The YAML input file describes all possible combinations of parameters you want to scan. All root keys that represent lists will be combined in all possible ways to produce, each combination, a “configuration set”.

A configuration set corresponds to settings for all variables in the input template that needs replacing. For example, if your template mentions the variables name and version, then each configuration set should yield values for both name and version.

For example:

name: [john, lisa]
version: [v1, v2]

This should yield to the following configuration sets:

[
  {'name': 'john', 'version': 'v1'},
  {'name': 'john', 'version': 'v2'},
  {'name': 'lisa', 'version': 'v1'},
  {'name': 'lisa', 'version': 'v2'},
]

Each key in the input file should correspond to either an object or a YAML list. If the object is a list, then we’ll iterate over it for every possible combination of elements in the lists. If the element in question is not a list, then it is considered unique and repeated for each generated configuration set. Example

name: [john, lisa]
version: [v1, v2]
text: >
   hello,
   world!

Should yield to the following configuration sets:

[
  {'name': 'john', 'version': 'v1', 'text': 'hello, world!'},
  {'name': 'john', 'version': 'v2', 'text': 'hello, world!'},
  {'name': 'lisa', 'version': 'v1', 'text': 'hello, world!'},
  {'name': 'lisa', 'version': 'v2', 'text': 'hello, world!'},
]

Keys starting with one _ (underscore) are treated as “unique” objects as well. Example:

name: [john, lisa]
version: [v1, v2]
_unique: [i1, i2]

Should yield to the following configuration sets:

[
  {'name': 'john', 'version': 'v1', '_unique': ['i1', 'i2']},
  {'name': 'john', 'version': 'v2', '_unique': ['i1', 'i2']},
  {'name': 'lisa', 'version': 'v1', '_unique': ['i1', 'i2']},
  {'name': 'lisa', 'version': 'v2', '_unique': ['i1', 'i2']},
]

Jinja2 Template

This corresponds to a file that will have variables replaced for each of the configuration sets generated by your YAML file. For example, if your template is a python file that uses the variables this way:

#/usr/bin/env python

print('My name is {{ name }}')
print('This is {{ version }}')

Then, jgen will generate 4 output files each with combinations of name and version as explained above.

Output filename template

This is the same as the Jinja2 template, in the sense it has the same build rules, but it is just a string, describing the path in which the extrapolated configurations, when combined with the template, will be saved. It may be something like this, considering our example above:

output-dir/{{ name }}-{{ version }}.py

With all those inputs, the jgen command will look like this:

$ jgen variables.yaml template.py 'output-dir/{{ name }}-{{ version }}.py'

Generating Aggregations

When you generate as many files you need to run, it is sometimes practical to also generate an “aggregation” script, that makes running all configurations easy. For example, one could think of a bash script that runs all of the above generated python scripts. We call those “aggregations”. When aggregating, you iterate over a specific variable called cfgset, which contains the dictionaries for each configuration set extrapolation. For example, an aggregation would look like this:

#/usr/bin/env bash

{% for k in cfgset %}
python output-dir/{{ k.name }}-{{ k.version }}.py
{% endfor %}

Which would then generate:

#/usr/bin/env bash

python output-dir/john-v1.py
python output-dir/john-v2.py
python output-dir/lisa-v1.py
python output-dir/lisa-v2.py

With this generated bash script, you could run all configuration sets from a single command line.
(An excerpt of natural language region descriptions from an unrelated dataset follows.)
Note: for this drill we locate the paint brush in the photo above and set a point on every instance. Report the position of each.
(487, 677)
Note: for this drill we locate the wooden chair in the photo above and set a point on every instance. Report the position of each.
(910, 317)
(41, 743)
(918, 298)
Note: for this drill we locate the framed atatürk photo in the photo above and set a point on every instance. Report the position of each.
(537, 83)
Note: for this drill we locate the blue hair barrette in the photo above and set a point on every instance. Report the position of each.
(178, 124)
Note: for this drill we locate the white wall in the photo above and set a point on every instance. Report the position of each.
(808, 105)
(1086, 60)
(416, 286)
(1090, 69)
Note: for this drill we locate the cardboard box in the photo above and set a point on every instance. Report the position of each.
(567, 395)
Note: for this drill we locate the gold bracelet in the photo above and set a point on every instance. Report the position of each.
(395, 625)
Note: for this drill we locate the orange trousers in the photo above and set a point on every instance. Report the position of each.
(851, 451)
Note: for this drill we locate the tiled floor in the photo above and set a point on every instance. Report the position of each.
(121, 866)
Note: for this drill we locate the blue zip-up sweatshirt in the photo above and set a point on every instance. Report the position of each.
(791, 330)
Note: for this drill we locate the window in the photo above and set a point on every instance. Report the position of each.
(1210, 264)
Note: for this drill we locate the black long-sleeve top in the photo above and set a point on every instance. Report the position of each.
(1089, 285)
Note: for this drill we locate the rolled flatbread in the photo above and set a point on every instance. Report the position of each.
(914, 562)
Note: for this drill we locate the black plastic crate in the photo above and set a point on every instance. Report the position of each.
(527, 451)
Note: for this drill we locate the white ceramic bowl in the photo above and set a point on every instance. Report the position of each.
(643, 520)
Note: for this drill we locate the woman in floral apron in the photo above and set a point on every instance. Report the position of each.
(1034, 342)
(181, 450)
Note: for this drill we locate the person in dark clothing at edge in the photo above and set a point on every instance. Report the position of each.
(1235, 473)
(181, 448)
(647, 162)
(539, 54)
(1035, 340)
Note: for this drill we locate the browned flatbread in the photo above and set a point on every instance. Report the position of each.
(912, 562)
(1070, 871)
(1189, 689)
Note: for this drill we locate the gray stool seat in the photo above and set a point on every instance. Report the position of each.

The final command line for jgen, including the generation of specific configuration files and the aggregation would look like the following:

$ jgen variables.yaml template.py 'output-dir/{{ name }}-{{ version }}.py' run.sh 'output-dir/run.sh'

Automatic injection of variables

Sometimes you want to use variables that are user specific in your jinja templates; For example, a temp directory that can be different for other users. To allow this, jgen automatically injects bob.extension.rc (see Global Configuration System) into your variables. Then, you can access bob.extension.rc using something like: rc.variable_name to access variables from it in your jinja templates.